Secondly, perhaps we must rethink our view of the gospel. Really, we must stop trying to
make the God-man less offensive to the modern mind. Offense is necessary, and
must come, if decision is to ensue, and faith or rejection are to follow.
Moreover, we should be understanding if, at first, people have trouble hearing our
message. We cannot presume that because we know Jesus Christ as God, that everyone
should immediately see what we see. And we must not be dismayed if, at first,
the people to whom we speak find it difficult to accept that a carpenter of
Galilee could ever actually be Messiah God. His is still a veiled glory, one
revealed only to faith. And he will not have it otherwise.

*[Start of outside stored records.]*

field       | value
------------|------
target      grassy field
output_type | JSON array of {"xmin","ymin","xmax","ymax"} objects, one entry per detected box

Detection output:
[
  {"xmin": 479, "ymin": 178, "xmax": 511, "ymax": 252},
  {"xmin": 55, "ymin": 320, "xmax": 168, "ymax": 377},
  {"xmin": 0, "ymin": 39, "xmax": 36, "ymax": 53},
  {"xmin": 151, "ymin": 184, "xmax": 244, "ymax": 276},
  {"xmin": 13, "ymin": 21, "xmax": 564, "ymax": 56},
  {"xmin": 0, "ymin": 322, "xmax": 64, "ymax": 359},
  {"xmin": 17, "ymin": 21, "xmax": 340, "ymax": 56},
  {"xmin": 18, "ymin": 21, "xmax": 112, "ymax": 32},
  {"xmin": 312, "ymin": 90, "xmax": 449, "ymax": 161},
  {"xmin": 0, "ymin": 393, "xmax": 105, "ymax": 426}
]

Thirdly, perhaps we must improve our imagination a bit. To see Christ rightly, we must
stop seeing him in his earthly walk as if he were the figment of Sunday School
illustration, a man too nicely assembled to be real, too sweet and sickly to
live in the real world, floating blithely a few feet above terra firma. He was a
man of flesh and bone like we are. If we forget this, we make him too
distant, too sanitized, too unreal, too obviously God to be man. When he
partook of the same flesh as men, he did it in actuality, not superficially.
Let the Offense Stand
But finally, in sum, we must not try to banish the paradox of one who was truly,
fully God and truly, fully man, just because we struggle to understand it, and
find it inconvenient to unpack to those to whom we may wish to explain our
faith. Salvation comes through the offense, and pre-eminently, through the
unspeakable mystery of the God-man on a cross. Lose the offensiveness of that,
and we do away with faith. Do away with faith, and we do away with the very
possibility of salvation.
So we need to remember, and boldly to tell people, that Jesus
of Nazareth is God, to tell it plainly, bluntly and without apology. It is
not our job to remove the offense that people feel in not being able to
understand that. It is for us to bring them to the moment of choice, of
decision, and nothing more. They must have their own encounter with the
God-man; and softening that in any way risks taking away the very basic dynamic
of salvation. This, we must not do. He is that “stumbling
stone, and rock of offense”. Let the offense stand.
Finally, we read, “Great is the mystery of godliness: God
was manifest in flesh.” There’s the paradox: there is the sign: “God”, but
“in flesh”. Both sides of that equation are absolute.